Robert Redford and Paul Newman
When McQueen departed the project due to billing disagreements with Newman, Hill decided he wanted to cast the less known and less established Robert Redford. The studio refused and began courting Marlon Brando and Warren Beatty. Zanuck thought Redford was no more than a bland pretty boy and Newman at first considered him too much of a "Wall Street lawyer" type. Eventually, he sided with Hill partially convinced of Redford's rightness by Newman's wife, actress Joanne Woodward and the two pressured Zanuck until he relented. Redford's later recollection of his assessment of the script was a bit more qualified than Newman's: "There was probably a little fear that it was maybe either a little too clever or too much fun and games, but it was still a very attractive script. Very well written." After Redford signed on as Sundance, the name of the film was changed to Butch Cassidy and the Sundance Kid to highlight the fact that Newman was the star. Joanna Pettet was first offered the role of Etta Place but was forced to turn down the role due to her pregnancy. Katharine Ross was eventually cast for the role of Etta.

In addition to some studio interiors and exteriors, Butch Cassidy and the Sundance Kid was filmed on location in various parts of Colorado, Utah, New Mexico, and for the Bolivia scenes, Cuernavaca and Taxco, Mexico. The cast and crew enjoyed the location work. "We had the best locations possible, to my mind," Redford said. "We had Zion National Park [Utah]; Durango, Colorado...You rode through that, it was a joy." While filming in Mexico, almost the entire crew and cast suffered from severe diarrhea due to drinking polluted water. Newman, Redford and Ross were exception to this because they preferred drinking soda and alcohol.

Newman and Redford developed a close bond during the making of the film. Redford later said: "We found a common ground of humor and values off the set that could be worked into the work on the set." Newman said he and Redford "drank a lot of beer in Mexico and had a great deal of fun...probably the most fun I ever had on a film." Newman often kidded Redford about his tardiness, once suggesting they should rename the movie "Waiting for Lefty" (Redford is left-handed). They later co-starred in the Best Picture winner The Sting (1973), which was also directed by Hill.

Katharine Ross, Paul Newman and Robert Redford
Butch Cassidy's youngest sister Lula, who was still alive at the time, often visited the set and her presence was welcome to the cast and crew. During lulls in shooting, she would tell stories about her famous brother's escapades and was amazed at how accurately the script and Newman portrayed him.
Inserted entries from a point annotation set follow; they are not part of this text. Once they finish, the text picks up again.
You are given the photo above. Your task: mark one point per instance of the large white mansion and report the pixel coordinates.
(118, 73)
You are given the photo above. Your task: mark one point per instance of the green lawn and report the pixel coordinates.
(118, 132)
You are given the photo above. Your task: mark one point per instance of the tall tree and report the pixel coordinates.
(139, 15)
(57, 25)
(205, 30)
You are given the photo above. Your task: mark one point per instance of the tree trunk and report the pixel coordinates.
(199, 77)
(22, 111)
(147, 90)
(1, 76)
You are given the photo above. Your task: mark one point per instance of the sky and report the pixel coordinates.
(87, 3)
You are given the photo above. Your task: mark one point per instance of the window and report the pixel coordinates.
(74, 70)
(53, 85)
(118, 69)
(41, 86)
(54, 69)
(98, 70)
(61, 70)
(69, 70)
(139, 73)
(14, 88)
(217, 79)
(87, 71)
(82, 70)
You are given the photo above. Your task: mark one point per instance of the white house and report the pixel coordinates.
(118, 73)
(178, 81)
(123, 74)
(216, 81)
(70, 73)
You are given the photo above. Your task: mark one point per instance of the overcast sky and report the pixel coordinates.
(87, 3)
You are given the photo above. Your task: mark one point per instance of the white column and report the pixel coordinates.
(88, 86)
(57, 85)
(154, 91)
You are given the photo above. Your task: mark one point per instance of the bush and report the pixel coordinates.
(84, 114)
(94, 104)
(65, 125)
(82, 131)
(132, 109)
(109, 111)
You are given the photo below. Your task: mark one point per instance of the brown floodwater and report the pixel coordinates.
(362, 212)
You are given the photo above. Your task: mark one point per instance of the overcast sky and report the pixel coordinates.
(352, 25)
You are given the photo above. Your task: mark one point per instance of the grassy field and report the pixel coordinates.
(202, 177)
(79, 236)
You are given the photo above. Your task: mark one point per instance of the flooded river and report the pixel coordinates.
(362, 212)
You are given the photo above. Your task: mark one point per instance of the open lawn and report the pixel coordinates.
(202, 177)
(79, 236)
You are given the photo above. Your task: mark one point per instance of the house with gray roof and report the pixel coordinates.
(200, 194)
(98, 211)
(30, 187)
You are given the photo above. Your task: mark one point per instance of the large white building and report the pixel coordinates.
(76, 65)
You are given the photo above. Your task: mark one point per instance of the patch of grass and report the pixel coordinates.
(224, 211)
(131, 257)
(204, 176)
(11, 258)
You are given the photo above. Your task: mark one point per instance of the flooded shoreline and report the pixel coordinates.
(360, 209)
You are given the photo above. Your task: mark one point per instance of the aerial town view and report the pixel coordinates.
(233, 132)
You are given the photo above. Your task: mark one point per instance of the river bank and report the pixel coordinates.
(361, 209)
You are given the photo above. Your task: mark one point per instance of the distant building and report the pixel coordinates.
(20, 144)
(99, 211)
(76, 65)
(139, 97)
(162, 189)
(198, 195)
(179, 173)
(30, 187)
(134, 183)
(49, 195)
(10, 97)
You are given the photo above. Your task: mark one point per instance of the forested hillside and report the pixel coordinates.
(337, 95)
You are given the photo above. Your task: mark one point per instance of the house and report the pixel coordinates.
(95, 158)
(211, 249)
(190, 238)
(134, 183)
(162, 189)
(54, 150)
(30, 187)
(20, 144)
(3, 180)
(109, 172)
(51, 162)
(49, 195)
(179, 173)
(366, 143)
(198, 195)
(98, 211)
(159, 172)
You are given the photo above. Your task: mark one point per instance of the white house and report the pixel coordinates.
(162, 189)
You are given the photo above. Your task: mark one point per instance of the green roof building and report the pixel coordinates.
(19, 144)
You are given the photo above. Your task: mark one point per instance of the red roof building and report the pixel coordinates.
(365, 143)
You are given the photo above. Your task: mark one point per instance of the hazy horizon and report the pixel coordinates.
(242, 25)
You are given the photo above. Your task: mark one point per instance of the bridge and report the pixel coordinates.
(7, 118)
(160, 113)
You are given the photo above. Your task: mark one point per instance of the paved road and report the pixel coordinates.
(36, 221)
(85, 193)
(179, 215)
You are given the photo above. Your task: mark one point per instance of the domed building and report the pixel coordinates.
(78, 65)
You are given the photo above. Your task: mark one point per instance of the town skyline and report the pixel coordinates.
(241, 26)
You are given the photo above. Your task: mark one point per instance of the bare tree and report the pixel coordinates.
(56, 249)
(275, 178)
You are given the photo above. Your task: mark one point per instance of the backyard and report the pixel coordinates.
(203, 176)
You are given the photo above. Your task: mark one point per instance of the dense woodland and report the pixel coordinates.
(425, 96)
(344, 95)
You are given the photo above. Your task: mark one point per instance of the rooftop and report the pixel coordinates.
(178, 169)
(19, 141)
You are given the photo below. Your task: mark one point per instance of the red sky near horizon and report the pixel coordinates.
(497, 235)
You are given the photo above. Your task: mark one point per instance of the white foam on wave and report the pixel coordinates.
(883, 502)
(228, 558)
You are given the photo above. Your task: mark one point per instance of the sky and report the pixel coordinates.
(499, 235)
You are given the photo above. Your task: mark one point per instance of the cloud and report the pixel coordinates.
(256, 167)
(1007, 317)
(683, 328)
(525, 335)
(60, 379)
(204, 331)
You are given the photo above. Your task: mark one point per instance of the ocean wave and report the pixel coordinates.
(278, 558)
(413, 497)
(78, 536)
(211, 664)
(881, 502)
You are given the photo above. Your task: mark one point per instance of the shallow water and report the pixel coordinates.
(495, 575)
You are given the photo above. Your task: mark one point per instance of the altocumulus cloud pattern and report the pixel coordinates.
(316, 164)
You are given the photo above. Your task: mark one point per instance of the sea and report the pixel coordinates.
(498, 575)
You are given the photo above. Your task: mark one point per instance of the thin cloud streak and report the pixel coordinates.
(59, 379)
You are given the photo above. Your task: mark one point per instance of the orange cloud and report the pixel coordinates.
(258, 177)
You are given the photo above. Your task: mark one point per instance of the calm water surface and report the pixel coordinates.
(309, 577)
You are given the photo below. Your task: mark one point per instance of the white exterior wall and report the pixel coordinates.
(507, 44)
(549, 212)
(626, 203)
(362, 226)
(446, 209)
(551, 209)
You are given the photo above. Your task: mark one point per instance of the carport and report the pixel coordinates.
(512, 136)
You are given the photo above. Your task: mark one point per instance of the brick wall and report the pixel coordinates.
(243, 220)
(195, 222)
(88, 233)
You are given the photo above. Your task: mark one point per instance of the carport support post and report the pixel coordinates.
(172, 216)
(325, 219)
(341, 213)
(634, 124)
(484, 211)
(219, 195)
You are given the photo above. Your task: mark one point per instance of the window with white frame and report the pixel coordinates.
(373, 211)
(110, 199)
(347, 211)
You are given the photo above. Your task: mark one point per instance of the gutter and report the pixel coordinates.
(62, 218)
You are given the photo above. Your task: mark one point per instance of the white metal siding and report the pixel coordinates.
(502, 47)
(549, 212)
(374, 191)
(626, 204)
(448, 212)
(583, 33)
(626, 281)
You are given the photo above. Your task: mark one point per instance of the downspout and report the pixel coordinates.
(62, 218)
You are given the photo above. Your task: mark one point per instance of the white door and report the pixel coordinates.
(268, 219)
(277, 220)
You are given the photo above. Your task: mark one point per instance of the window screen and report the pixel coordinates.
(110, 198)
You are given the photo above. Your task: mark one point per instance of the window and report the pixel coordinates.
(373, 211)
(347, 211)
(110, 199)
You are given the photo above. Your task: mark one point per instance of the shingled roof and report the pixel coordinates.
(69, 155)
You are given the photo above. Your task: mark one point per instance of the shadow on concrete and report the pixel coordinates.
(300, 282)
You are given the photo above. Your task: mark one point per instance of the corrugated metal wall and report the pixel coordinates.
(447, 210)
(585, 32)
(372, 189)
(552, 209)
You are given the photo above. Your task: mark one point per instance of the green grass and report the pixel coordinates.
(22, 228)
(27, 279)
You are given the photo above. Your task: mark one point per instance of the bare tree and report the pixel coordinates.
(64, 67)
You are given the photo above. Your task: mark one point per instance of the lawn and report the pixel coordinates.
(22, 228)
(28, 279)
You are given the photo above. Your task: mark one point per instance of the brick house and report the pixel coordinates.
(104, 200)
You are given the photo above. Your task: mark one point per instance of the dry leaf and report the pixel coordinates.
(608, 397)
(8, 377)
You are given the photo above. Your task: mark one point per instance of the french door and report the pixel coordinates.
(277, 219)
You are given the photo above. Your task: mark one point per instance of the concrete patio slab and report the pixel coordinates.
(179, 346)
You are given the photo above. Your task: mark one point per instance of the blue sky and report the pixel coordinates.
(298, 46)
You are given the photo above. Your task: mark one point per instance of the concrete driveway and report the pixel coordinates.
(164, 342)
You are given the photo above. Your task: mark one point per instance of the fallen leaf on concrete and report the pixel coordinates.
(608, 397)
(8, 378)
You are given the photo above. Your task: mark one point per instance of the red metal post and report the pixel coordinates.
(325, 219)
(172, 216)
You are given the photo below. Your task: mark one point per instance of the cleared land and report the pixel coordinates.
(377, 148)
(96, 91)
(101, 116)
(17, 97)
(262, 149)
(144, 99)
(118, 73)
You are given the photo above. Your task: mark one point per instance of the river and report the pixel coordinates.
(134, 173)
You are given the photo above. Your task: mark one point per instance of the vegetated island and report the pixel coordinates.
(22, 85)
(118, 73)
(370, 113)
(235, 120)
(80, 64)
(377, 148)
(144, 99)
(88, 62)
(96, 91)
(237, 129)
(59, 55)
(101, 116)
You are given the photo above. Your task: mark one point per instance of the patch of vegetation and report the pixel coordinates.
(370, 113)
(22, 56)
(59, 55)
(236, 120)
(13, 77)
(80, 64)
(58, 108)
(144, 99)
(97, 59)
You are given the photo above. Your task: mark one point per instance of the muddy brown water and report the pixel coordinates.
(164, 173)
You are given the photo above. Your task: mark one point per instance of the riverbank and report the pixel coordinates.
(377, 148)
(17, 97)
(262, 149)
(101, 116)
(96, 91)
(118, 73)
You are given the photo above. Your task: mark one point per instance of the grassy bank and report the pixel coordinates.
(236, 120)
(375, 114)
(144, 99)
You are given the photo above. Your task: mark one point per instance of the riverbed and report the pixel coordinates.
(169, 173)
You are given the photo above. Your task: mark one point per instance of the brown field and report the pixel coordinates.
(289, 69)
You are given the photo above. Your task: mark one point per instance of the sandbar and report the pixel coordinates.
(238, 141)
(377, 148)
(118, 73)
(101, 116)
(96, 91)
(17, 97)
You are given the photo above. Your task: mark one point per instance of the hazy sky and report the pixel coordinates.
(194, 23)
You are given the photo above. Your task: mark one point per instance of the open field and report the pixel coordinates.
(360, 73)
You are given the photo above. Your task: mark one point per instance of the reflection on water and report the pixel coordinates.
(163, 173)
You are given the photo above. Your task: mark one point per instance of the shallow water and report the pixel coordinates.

Before the film was released, Fox found out about her visits and tried to convince her to endorse the film in a series of advertisements to be shown in theatres across the country. She said that she would, but only if she saw the film first and truly stood behind it. The studio refused, saying that allowing her to see the film before its release could harm its reputation. Finally, at Redford's suggestion, she agreed to do the endorsements — for a small "fee."

Butch Cassidy and the Sundance Kid had its world premiere at the Roger Sherman Theatre in New Haven, Connecticut in September 1969, a month before being released to the general public. Although the critical reviews were initially mixed, the film became the biggest moneymaker of the year, grossing over $100,000. The film won four Academy Awards: Best Cinematography, Best Original Score, Best Song ("Raindrops Keep Falling On My Head") and Best Screenplay. It was nominated for three more: Best Picture, Best Direction and Best Sound. The Best Picture that year was Midnight Cowboy (1969), the second highest-grossing film of the year. The affection both Newman and Redford felt for Butch Cassidy and the Sundance Kid and their characters is evidenced in the names they have given to their favorite personal projects: Redford's Sundance Institute, a center for training and supporting new filmmakers, and Newman's Hole-in-the-Wall camp for children with debilitating illnesses.